2016-07-27
NEW YORK, Sept. 1 (RNS)--Rich in color and pageantry, long on good intentions but often falling short of a clear purpose and outcome, the Millennium World Peace Summit provided a revealing glimpse of religious groups sometimes at their best, and sometimes at their worst.

On paper, the four-day summit, which concluded its work Thursday, did little that was either surprising or remarkable.

In a final "Commitment to Global Peace," the nearly 1,000 leaders representing a wide spectrum of religions pledged their support to ending religious-based violence and respecting each other's faith traditions.

Still left unsettled was the formation of a kind of global religious advisory group to the United Nations, which hosted the first two days of the conference. As the summit ended, there was talk of selecting a steering committee to oversee the creation of such a panel, though the specifics remained to be worked out.

Indeed, it was not clear how badly the U.N., or its secretary-general, Kofi Annan, even wanted the panel, though both seemed eager for some kind of alliance between the world body and religious leaders.

To longtime ecumenists such as Konrad Raiser, the general secretary of the World Council of Churches, it all seemed a bit vague, and he was not alone in raising concern that there was not enough "heft" to the proposal. Raiser also suggested that the depth of representation at the summit was not equal to its breadth, which was enormous.

Those were far from the only grumblings about the summit.

The decision of the conference organizers not to invite the Dalai Lama, the exiled Tibetan Buddhist leader, to the U.N. portion of the summit out of deference to the Chinese government was a sore point that would not go away. Nobel Peace Prize winner Betty Williams publicly decried the Dalai Lama's absence, as did a group of indigenous leaders who spoke at the summit's closing ceremony, calling him "our brother."

A group of Tibetan Buddhists eventually spoke to the gathering late Tuesday, reading a statement by the Dalai Lama in support of the goals of the summit, prompting a walkout by Chinese representatives.

The summit's structure--which often resembled a formal U.N. meeting--was also bemoaned, criticized for an overkill of representative, though often repetitious, prayers and declarations that kept thwarting the assigned timekeepers.

"I thought prayers were supposed to be short," grumbled one delegate, expressing a common complaint.

Other criticisms?

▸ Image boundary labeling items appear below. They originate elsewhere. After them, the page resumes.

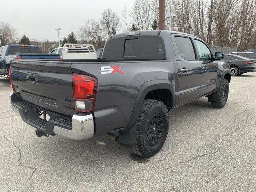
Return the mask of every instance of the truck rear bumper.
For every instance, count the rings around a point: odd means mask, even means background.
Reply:
[[[39,107],[16,99],[15,93],[10,95],[12,110],[20,116],[22,120],[37,130],[51,135],[58,135],[75,140],[92,137],[94,122],[92,114],[75,114],[72,118],[54,114],[52,118],[46,120],[39,116]]]

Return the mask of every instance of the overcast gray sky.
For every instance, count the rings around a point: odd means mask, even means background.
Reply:
[[[72,30],[75,33],[87,18],[99,20],[105,8],[111,8],[120,18],[126,6],[131,9],[135,0],[1,0],[0,22],[8,22],[23,34],[41,40],[58,40]]]

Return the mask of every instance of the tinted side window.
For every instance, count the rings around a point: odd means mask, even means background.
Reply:
[[[97,54],[97,57],[100,57],[100,50],[97,50],[96,51],[96,54]]]
[[[223,60],[231,60],[231,59],[229,55],[225,55],[223,58]]]
[[[58,51],[58,54],[60,54],[60,55],[62,54],[62,49],[59,49],[59,50]]]
[[[57,53],[57,50],[56,49],[52,52],[51,54],[56,54]]]
[[[246,56],[246,56],[246,53],[238,53],[236,54],[237,54],[238,55],[240,55],[241,56],[242,56],[243,57],[246,57]]]
[[[186,60],[195,60],[195,51],[189,38],[175,37],[174,39],[177,46],[179,56]]]
[[[138,41],[138,39],[126,39],[125,40],[124,56],[137,56]]]
[[[231,60],[235,60],[236,59],[236,58],[235,57],[233,57],[233,56],[230,56],[230,58],[231,59]]]
[[[21,48],[20,46],[12,46],[10,47],[8,54],[17,54],[17,53],[21,53]]]
[[[196,45],[199,52],[199,56],[201,60],[210,60],[212,59],[211,52],[204,43],[198,40],[195,40]]]
[[[1,55],[2,56],[4,56],[5,55],[5,54],[6,53],[7,49],[7,47],[3,47],[3,48],[2,50],[2,52],[1,52]]]
[[[42,53],[40,48],[38,47],[30,47],[29,50],[30,53]],[[22,53],[23,53],[23,50],[22,49]]]
[[[164,46],[159,36],[139,37],[138,59],[163,60],[166,58]]]
[[[124,37],[109,40],[106,45],[103,58],[122,59],[124,47]]]
[[[256,54],[254,53],[248,53],[247,54],[250,57],[256,57]]]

A lack of representation of women--though Laila Spik, a representative of the Saami nation in Sweden, said she believed that may be a reflection of long-standing problems within the faith traditions themselves.

Swami Vigyananand, a Hindu monk from India, complained the summit was largely dominated by Christians, Jews, and Muslims, and that the Hindu presence was more show than substance. "The failure of this conference is that we are not addressing the basic conflict contained in the religions, which is their theology," he said as the saxophonist Paul Winter drew a riff during the closing ceremonies at the Waldorf-Astoria Hotel.

Others, however, said the summit was weighted too heavily in favor of Hindus and those of other Eastern faiths, whose flowing robes became a common sight in the halls of the hotel and the United Nations.

The summit's organizers seemed to steel themselves for the expected criticisms. At a Wednesday press briefing, Bawa Jain, the summit's general secretary, and Dena Merriam, the summit's vice chairman, responded to some of the criticisms: Yes, women were a minority at the summit, but their voices were being heard; the conference was not expressly political, but the fact that Tibetan Buddhists were able to read a statement from the Dalai Lama in the hall of the General Assembly was itself a sign of progress.

"I have to commend the Chinese," said Jain. "We've come a long way with them [on this issue]."

As he would so often during the summit, Jain said that, however imperfect, the summit had important symbolic value and would lend greater spiritual wisdom to the U.N. at a time when its role was being expanded internationally. "The U.N. has never seen a sight like this," he said.

Beyond the symbolism, however, was something of lasting value and importance, said David Little, director of the Center for the Study of Values in Public Life at Harvard University and a member of the Scholars' Group at Harvard Divinity School, one of the summit's partners.

"Yes, it's a slow, glacial process, but it's worth trying because it gets dialogue going," Little said of the summit and its attempt to get religious leaders to think more concretely about issues of poverty, conflict resolution and environmental damage.

Calling himself an adherent of the political realism espoused by the late American Christian ethicist Reinhold Niebuhr, Little said it was important "to sound a new note" and begin a process by which religious leaders can more clearly engage ``the political and legal world and force them to face up to political realities."

"However awkward," he said, "it is a start in the right direction."